Klute’s wall-mounted porcelain works resembled petrified pieces of human flesh. Flesh & Blood I hung like a haunch of meat, sliced through, but it also featured flower formations emerging tulip-like from one end. On stepping closer, you could see the curved back and thigh of a foetus tucked up inside.

Much of the work in Breeding Ground related to Klute’s own recent experiences of pregnancy and birth. The porcelain pieces took a forensic approach to the body, neatly demonstrating the oddly alienating familiarity of the human form when it is explored and disrupted on an anatomical level.

Vera Klute - Flesh & Blood II, 2016, Glazed porcelain

Flesh & Blood II is a quietly arresting piece of sculpture. It features a tracery of pattern, the imprint of fabric, like a lace curtain, on inner flesh. Deep in the layers, again there appears the shape of an unborn human being, rear-end exposed. Skin-covered flesh is presented like a host or shroud protecting the foetal form inside. Layers of fat, muscle and bone are frozen in porcelain form. This is a fantastical anatomical specimen parsed through layers of memory and experience.

The internet has made the 21st century an era in which anyone curious and talented enough, can add to their technical skills as required. Klute is a 21st century polymath, a modern Renaissance woman and an auto-didact. She taught herself taxidermy on the back of her decision to use dead birds as part of her 2014 RHA Ashford Gallery show. She won the portrait prize that led to the kiln for her realist oil painting of Anne Ryder, a friend’s mother, but as a portraitist, she is as likely to produce a digital animation or sculpture as she is to put brush to canvas. She draws, paints, makes tapestries, and kinetic works too, with waving hands or blinking eyes.

Born in 1981 in Salzkotten, Germany, Klute came to Ireland to attend Dun Laoghaire IADT, graduating in 2006 with a first-class honours degree in Fine Art and a slew of emerging artist awards. Her commissioned portraits of the social justice campaigner Sister Stanislaus Kennedy (an oil painting) and the theatre director Garry Hynes (a sculpture in concrete and porcelain) are now part of the National Gallery of Ireland Portrait Collection.

Her ability to move impeccably between mediums is married to a sense of solid quietude that marks her work as the product of deep contemplation. A consistently understated undercurrent of anxiety is tempered by the sheer control she exerts over her widely varying techniques.

Klute’s art is intimate and dispassionate at once, unsentimental but genuinely curious, occasionally even uncanny. Her approach is that of a scientist, but the best of her work has emotional integrity at its heart. And it is into this category of dissection, analysis and re-assembly that her glazed porcelain sculptures fit.
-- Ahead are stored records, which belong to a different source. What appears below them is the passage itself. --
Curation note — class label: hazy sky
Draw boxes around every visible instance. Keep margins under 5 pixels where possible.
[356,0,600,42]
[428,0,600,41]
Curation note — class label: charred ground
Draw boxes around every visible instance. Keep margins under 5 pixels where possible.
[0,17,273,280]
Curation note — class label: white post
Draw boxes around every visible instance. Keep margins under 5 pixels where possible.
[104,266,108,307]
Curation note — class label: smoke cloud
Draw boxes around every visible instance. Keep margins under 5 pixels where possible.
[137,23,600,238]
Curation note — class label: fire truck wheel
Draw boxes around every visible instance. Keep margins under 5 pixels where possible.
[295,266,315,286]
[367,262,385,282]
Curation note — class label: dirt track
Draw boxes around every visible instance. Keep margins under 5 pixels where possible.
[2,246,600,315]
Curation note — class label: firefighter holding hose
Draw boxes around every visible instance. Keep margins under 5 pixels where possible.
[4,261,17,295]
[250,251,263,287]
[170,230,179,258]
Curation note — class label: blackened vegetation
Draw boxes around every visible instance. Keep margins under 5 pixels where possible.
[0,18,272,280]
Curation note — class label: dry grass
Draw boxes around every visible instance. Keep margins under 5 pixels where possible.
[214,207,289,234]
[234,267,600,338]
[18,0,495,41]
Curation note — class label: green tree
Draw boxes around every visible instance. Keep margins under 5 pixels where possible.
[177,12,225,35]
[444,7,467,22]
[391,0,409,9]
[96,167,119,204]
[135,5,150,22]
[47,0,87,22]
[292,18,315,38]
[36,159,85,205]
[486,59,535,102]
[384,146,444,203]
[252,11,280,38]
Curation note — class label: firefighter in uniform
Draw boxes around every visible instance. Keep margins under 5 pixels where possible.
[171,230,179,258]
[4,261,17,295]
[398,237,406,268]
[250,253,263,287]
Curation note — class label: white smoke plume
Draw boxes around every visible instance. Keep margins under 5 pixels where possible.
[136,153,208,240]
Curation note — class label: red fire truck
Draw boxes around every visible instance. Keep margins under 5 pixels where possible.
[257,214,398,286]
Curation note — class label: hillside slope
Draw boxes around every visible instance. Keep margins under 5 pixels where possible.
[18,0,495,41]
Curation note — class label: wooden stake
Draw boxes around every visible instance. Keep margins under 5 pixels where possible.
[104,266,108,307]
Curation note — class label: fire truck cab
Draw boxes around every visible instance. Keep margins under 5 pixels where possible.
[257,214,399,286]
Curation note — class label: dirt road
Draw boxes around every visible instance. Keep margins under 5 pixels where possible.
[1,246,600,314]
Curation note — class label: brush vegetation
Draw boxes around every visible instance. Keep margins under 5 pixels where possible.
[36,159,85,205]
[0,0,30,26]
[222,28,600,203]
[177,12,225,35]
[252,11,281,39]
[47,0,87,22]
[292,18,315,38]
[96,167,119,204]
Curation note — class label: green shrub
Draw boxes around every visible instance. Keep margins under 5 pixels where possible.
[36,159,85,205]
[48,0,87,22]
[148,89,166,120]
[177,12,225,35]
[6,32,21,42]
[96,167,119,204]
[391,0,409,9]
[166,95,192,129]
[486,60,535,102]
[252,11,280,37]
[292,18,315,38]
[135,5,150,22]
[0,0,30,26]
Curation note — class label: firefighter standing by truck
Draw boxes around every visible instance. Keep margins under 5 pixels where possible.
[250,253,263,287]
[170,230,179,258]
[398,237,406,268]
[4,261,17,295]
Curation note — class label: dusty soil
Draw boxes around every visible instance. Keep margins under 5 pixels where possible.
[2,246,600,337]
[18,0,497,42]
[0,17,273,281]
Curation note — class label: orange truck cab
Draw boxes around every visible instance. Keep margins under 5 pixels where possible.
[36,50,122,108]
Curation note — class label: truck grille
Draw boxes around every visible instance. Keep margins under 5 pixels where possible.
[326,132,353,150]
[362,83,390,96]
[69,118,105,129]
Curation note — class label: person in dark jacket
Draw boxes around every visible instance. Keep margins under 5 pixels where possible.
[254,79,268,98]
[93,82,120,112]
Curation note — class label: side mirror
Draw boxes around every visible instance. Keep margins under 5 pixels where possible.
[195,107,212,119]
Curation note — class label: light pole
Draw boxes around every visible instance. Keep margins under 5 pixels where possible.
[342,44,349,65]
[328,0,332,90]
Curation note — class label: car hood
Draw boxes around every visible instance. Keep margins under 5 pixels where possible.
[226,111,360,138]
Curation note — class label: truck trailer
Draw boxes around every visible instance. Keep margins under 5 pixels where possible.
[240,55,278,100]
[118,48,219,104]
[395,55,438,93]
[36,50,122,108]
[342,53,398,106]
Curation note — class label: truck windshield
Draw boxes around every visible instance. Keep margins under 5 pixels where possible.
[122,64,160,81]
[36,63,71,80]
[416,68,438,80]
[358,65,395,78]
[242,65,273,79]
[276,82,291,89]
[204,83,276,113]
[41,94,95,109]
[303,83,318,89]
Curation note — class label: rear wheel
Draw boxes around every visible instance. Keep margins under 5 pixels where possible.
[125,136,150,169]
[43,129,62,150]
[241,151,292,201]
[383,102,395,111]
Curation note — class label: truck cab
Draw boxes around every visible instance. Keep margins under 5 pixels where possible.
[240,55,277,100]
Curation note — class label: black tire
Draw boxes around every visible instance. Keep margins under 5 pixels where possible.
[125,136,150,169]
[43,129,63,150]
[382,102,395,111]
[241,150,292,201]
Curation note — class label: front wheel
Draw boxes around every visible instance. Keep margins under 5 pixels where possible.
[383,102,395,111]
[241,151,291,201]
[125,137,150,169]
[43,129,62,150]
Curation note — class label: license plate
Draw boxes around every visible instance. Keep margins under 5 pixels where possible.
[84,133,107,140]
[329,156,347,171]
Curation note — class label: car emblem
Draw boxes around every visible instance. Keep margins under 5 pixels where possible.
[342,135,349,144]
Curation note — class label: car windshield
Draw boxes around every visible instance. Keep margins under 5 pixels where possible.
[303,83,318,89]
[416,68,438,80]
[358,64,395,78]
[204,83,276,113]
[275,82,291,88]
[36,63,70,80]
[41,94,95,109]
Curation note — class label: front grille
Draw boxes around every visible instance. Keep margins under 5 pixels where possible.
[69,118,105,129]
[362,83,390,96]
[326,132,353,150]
Measuring approximately twenty centimetres wide, Flesh & Blood II has implications of surgery and echoes of Mary Shelly’s Frankenstein’s monster. It poses uncomfortable questions about human frailty and strength. It may resemble a macabre anatomical sample, but when viewed in person, it has a stronger air of live flesh, frozen and cut open to reveal something else, also living, inside.

Vera Klute - Self Portrait (2012)

The foetal body appears plump and fit, suspended for a moment, captured in the middle of healthy development. To make this form visible in an artwork at a time when access to abortion services in Ireland is once again the subject of heated debate, to reveal and explore the fleshy physicality of human gestation, feels risky, political and potentially divisive.

Klute solves this problem by allowing Flesh & Blood II to be cold and hot and messy at once. It is meaty and ceramic, personal and impersonal. She shows us beauty and horror, hope and mortality, side by side. The porcelain works were shown alongside drawings of clustered body parts, and paper sculptures depicting impossible entanglements of multiple limbs. The whole show explored the notion of the body as a trap, and as a source of infinite potential.